Shorter than I like (picture of me...I've set them lower now):










Depends on your tastes.


----------



## TessaMay (Jul 26, 2013)

When I was helping with beginner lessons, we would adjust the stirrups to hit just below your ankle bone when you hang your legs straight down. When we started jumping, we'd raise them 3 holes or so and get used to using the shorter stirrups. 

As others have said, the most important part is that you are comfortable. I personally like my stirrups a little shorter during flatwork than a lot of people. I'm steadier with my feet really under me and a decent bend to my knee.


----------



## Haley3k1 (Jun 19, 2014)

Thanks for all the advice so far. I am definitely still working on my balance but it's kinda hard when the stirrups are not in the right position. I feel like the second trainer either didn't know what she was talking about, or she was just too lazy to lower the stirrups. My legs were MUCH more bent than those pictures and the stirrups hit me way above the ankle when I let my legs dangle. I felt like a jockey riding a racehorse lol. I'm use to pushing my legs forward when I want my horse to stop but my legs were so bent I couldn't even do that.


----------



## BreezylBeezyl (Mar 25, 2014)

I always have my western stirrups the same length as dressage stirrups. Long. For me, it's about 1-2 holes up from my feet not being able to fit in the stirrups anymore.

That being said I always start out at about the same length I ride English in, then lower them each day as I gain balance. I don't have any particular rule, I just put them at whatever is the most lengthy, but most comfortable. A length I can still ride in.


----------



## beau159 (Oct 4, 2010)

*It depends. *

There, that's helpful, right? :wink:

The western stirrup length that I would like to ride in is actually too long for my primary discipline (barrel racing). If I run barrels with my stirrups too long, I will lose a stirrup or two while running. If I have them adjusted correctly for barrels, then I don't lose them. 











I'm too lazy to adjust my stirrups back and forth, so I just leave them wear I need them for barrel racing. Which really isn't horrible, but I wouldn't mind having them one hole longer. 


For English, I mostly do low Hunter jumps so I have my stirrups set accordingly. When you move higher up in jumps, your stirrups also shorten. When you do flat work, then your stirrups lengthen. 

So while there is a "rule of thumb" for where your stirrups should be, there also are a lot of variations based on what you are doing. 

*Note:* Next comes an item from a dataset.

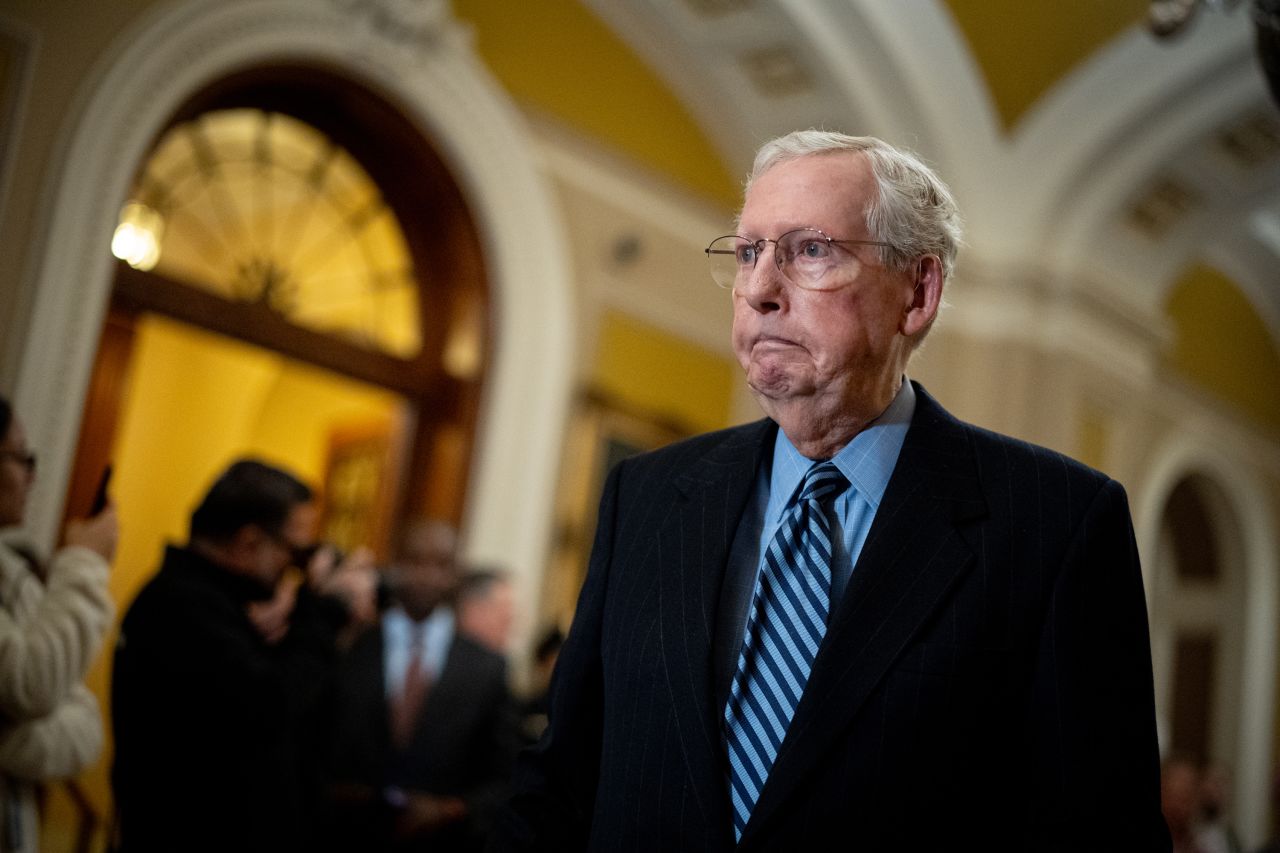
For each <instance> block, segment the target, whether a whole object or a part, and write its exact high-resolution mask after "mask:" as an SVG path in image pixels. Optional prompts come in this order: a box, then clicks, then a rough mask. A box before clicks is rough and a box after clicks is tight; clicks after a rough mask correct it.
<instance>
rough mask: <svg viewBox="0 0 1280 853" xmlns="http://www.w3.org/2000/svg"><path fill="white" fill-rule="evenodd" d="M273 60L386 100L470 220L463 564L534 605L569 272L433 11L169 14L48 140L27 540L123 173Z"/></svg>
mask: <svg viewBox="0 0 1280 853" xmlns="http://www.w3.org/2000/svg"><path fill="white" fill-rule="evenodd" d="M282 60H284V61H308V63H319V64H323V65H324V67H325V68H326V69H329V70H330V72H334V73H338V74H343V76H348V77H351V78H352V79H355V81H357V82H360V83H362V85H365V86H369V87H370V88H372V90H375V91H380V92H381V93H383V95H385V96H388V97H389V99H390V100H392V101H393V102H396V104H397V105H399V108H401V109H402V110H403V111H404V113H406V117H407V118H408V119H410V120H411V122H413V123H416V124H417V126H420V127H421V128H422V129H424V132H425V134H426V136H428V137H429V138H430V140H431V141H433V143H434V145H435V146H436V149H438V150H439V151H440V154H442V156H443V158H444V160H445V163H448V164H449V167H451V169H452V170H453V174H454V178H456V179H457V182H458V184H460V187H461V188H462V192H463V195H465V196H466V199H467V202H468V205H470V206H471V210H472V214H474V216H475V218H476V222H477V227H479V231H480V237H481V241H483V245H484V251H485V261H486V268H488V270H489V275H490V284H492V287H493V293H494V300H493V304H494V329H495V334H494V351H493V361H492V365H490V371H489V379H488V383H486V386H485V400H484V405H483V409H481V418H480V423H479V432H477V437H476V438H477V441H476V451H475V461H474V466H472V473H471V491H470V496H468V503H467V507H466V524H465V543H463V548H465V552H466V553H467V556H468V557H472V558H475V560H484V561H488V562H495V564H499V565H504V566H509V567H511V569H512V571H513V573H515V574H516V576H517V585H520V587H521V592H522V593H524V599H525V601H534V599H535V593H536V590H538V588H539V587H538V581H539V580H540V576H539V575H540V571H541V567H543V564H544V557H545V555H547V549H548V546H549V540H550V535H549V534H550V529H552V507H553V503H554V502H553V501H552V500H550V497H552V496H553V494H554V489H556V483H557V471H558V462H559V455H561V443H562V434H563V427H564V421H566V419H567V411H568V402H570V394H571V375H572V373H573V371H572V359H573V352H572V346H573V343H572V342H573V336H572V333H571V328H572V327H571V323H572V302H571V287H570V279H568V261H567V257H568V255H567V251H566V247H564V243H563V229H562V228H561V225H559V213H558V210H557V207H556V204H554V200H553V195H552V192H550V190H549V188H548V186H547V183H545V181H544V178H543V177H541V174H540V173H539V169H538V165H536V163H535V160H534V158H532V155H531V146H530V145H529V143H527V142H525V140H527V138H529V133H527V131H526V129H525V127H524V124H522V119H521V117H520V114H518V113H517V111H516V109H515V106H513V105H512V104H511V102H509V101H508V100H507V97H506V95H504V93H503V92H502V90H500V88H499V87H498V86H497V83H494V82H493V81H492V78H490V77H489V76H488V72H486V70H485V69H484V68H483V65H481V64H480V61H479V60H477V59H476V58H475V55H474V53H472V50H471V46H470V41H468V37H467V33H466V32H465V31H463V29H462V27H461V24H458V23H457V22H456V20H454V19H453V18H452V17H451V14H449V9H448V5H447V3H444V1H443V0H429V1H428V3H421V1H417V3H406V1H404V0H369V1H366V3H352V1H351V0H332V1H330V3H316V1H315V0H229V1H225V3H219V4H210V3H202V1H201V0H179V1H177V3H173V4H168V5H163V6H160V8H157V9H156V10H154V12H152V13H150V14H147V15H146V17H145V18H143V19H141V20H140V22H138V24H137V26H134V27H133V28H132V29H129V31H125V32H124V33H123V35H122V36H120V38H119V40H118V41H116V44H115V45H114V46H113V50H110V51H109V53H108V55H106V56H105V58H104V60H102V61H101V63H100V67H99V68H97V69H95V73H93V74H92V76H91V77H90V78H88V83H87V87H86V88H84V90H82V91H81V92H79V96H78V100H77V102H76V105H74V108H73V109H72V110H70V115H69V118H68V122H67V124H65V127H64V128H63V131H61V133H60V137H59V142H60V143H59V147H58V150H55V151H54V158H52V161H54V163H55V164H60V167H55V168H54V169H52V170H51V172H50V177H49V179H47V183H46V187H45V192H44V193H42V197H44V200H45V202H44V209H42V210H40V211H37V215H38V216H40V220H41V223H42V228H40V229H37V231H38V232H40V233H42V234H44V236H45V237H44V243H42V245H41V246H37V247H36V248H35V251H33V257H35V261H33V264H32V266H31V269H28V270H27V272H26V275H24V284H26V286H27V287H31V288H32V292H33V293H35V305H33V310H32V323H31V327H29V329H28V336H27V341H26V346H24V350H23V357H22V364H20V365H19V371H18V386H17V392H15V394H14V396H15V403H17V406H18V409H19V411H22V414H23V418H24V420H26V421H27V424H28V433H29V434H31V435H33V437H35V438H36V439H37V441H38V443H40V447H41V451H44V455H42V466H41V480H40V484H38V487H37V489H36V492H35V493H33V494H32V502H31V506H29V520H31V526H32V530H33V533H35V534H36V535H37V537H40V539H41V540H44V542H46V543H49V542H52V539H54V538H55V534H56V525H58V521H59V519H60V512H61V502H63V496H64V494H65V491H67V483H68V478H69V475H70V465H72V460H73V457H74V452H76V442H77V438H78V425H79V421H81V414H82V410H83V405H84V393H86V388H87V384H88V378H90V374H91V370H92V364H93V359H95V352H96V348H97V339H99V329H100V328H101V321H102V315H104V311H105V307H106V305H108V301H109V295H110V288H111V273H113V264H114V259H113V257H111V255H110V251H109V246H110V236H111V232H113V229H114V227H115V219H116V215H118V213H119V205H120V204H122V201H123V200H124V197H125V193H127V192H128V190H129V184H131V181H132V178H133V173H134V169H136V167H137V164H138V163H141V161H142V158H143V156H145V155H146V152H147V145H148V143H150V141H151V140H152V138H154V137H155V136H156V133H157V132H159V131H161V129H163V128H164V126H165V123H166V122H168V120H169V118H170V115H172V114H173V113H174V111H175V109H177V108H178V106H179V105H180V104H182V102H183V101H184V100H186V99H187V97H189V96H191V95H192V93H195V92H196V91H198V90H201V88H202V87H205V86H206V85H209V83H210V82H212V81H216V79H219V78H221V77H225V76H228V74H230V73H233V72H237V70H241V69H243V68H247V67H251V65H256V64H262V63H269V61H282ZM45 459H47V460H49V464H47V465H44V460H45ZM526 634H527V626H526Z"/></svg>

Do what Corporal said in order to give yourself a starting point. Sit in the saddle and let your legs hang. Have a helper on the ground adjust the stirrups so that the bottom of the stirrup sits level with your ankle bone. Tried to find you a picture, but I guess I would honestly say this stirrup might still be a bit long:











But try that first for a few rides. Then put them up one hole for a few rides. Then back in the "middle" for a few. Then one down. Go ahead and play around with it. While I agree you still have balance to learn, this can give you a "feel" for what seems to feel comfortable for you at this point in time.


----------



## TXhorseman (May 29, 2014)

Any method of adjusting stirrups using arm length is very rough since arm length compared to leg length can vary significantly from one individual to the next.

For general riding, a better estimate is to adjust the stirrups so they hang near the ankle when the rider's feet are not in the stirrups. Better yet, I've found, is to have the rider stand in the stirrups with ankles down and have approximately an inch of clearance between the saddle and crotch.

Occasionally a rider's feet will come out of the stirrups when riding with this adjustment, and the rider will think he needs shorter stirrups. The usual cause of the feet coming out of the stirrups in such cases, however, is the rider squeezing his legs against the horse's sides and taking the natural pressure resulting from relaxed legs off the stirrups.


----------